ANASTASİADİS’İN YURT DIŞI TEMASLARI

Bu arada gazete, Rum Yönetimi Başkanı Nikos Anastasiadis’in 11-13 Kasım tarihleri arasında  Vatikan’ı, 19-22 Kasım tarihleri arasında da Paris’i ziyaret edeceğini haber verdi.

Öte yandan Haravgi gazetesi haberinde, Rum Yönetimi Başkanı Nikos Anastasiadis’in, BM Güvenlik Konseyinin isteği üzerine 15 Kasım tarihine kadar BM Genel Sekreteri Antonio Guterres’e sunacağı ve Kıbrıs sorununun çözümüne ilişkin çabalarda kendisi tarafından yapılan hareketler ve eylemlerle ilgili olacak olan notun hazır olduğunu yazdı.

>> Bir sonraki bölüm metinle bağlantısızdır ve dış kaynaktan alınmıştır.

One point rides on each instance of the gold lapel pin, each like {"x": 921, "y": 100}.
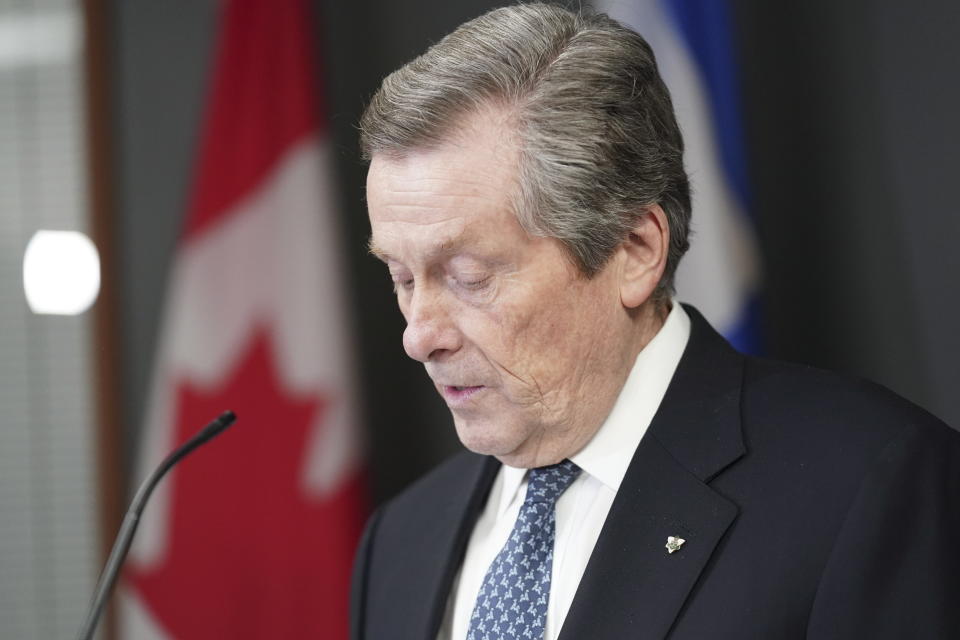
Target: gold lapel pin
{"x": 674, "y": 543}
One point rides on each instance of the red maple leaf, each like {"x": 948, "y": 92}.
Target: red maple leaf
{"x": 249, "y": 554}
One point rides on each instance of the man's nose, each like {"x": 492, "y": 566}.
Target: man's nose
{"x": 430, "y": 333}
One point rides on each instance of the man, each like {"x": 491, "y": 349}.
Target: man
{"x": 629, "y": 474}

Gazete “elindeki bilgilere dayanarak, notun, Cumhurbaşkanı Mustafa Akıncı’yla yapılan görüşmeler ve referans şartlarıyla ilgili olarak 9 Ağustos’ta varılan anlaşmanın mantığında hareket ettiğini” ekledi.

Haberde, BM Genel Sekreterinin Kıbrıs için atadığı geçici özel danışmanı Jane Holl Lute’un Kasım ayının ikinci yarısında Kıbrıs’a geleceğine de yer verildi.

GAZETE BAŞLIKLARI

Haber Alithia gazetesinde “Üçlü Görüşme ve Sonrasında Ne?- Berlin Yeni Gelişmelerin Kıvılcımı Veya Çabanın Bunun Ardından Sona Ermesi”, Haravgi’de “Referans Şartları Üçlü Görüşmede Kilitleniyor- Lute’un da Bekleyişi İçerisinde Rum Kesimi Bunu Umut Ediyor- Lute’tan Garantörlerle İstişareler”, Politis’te ise “İlerleme Türk Tarafına Bağlı- Prodromu 25 Kasım Işığında Kıbrıslı Rumların İradesinin Belli Olduğunu Söylüyor” başlıklarıyla yer aldı.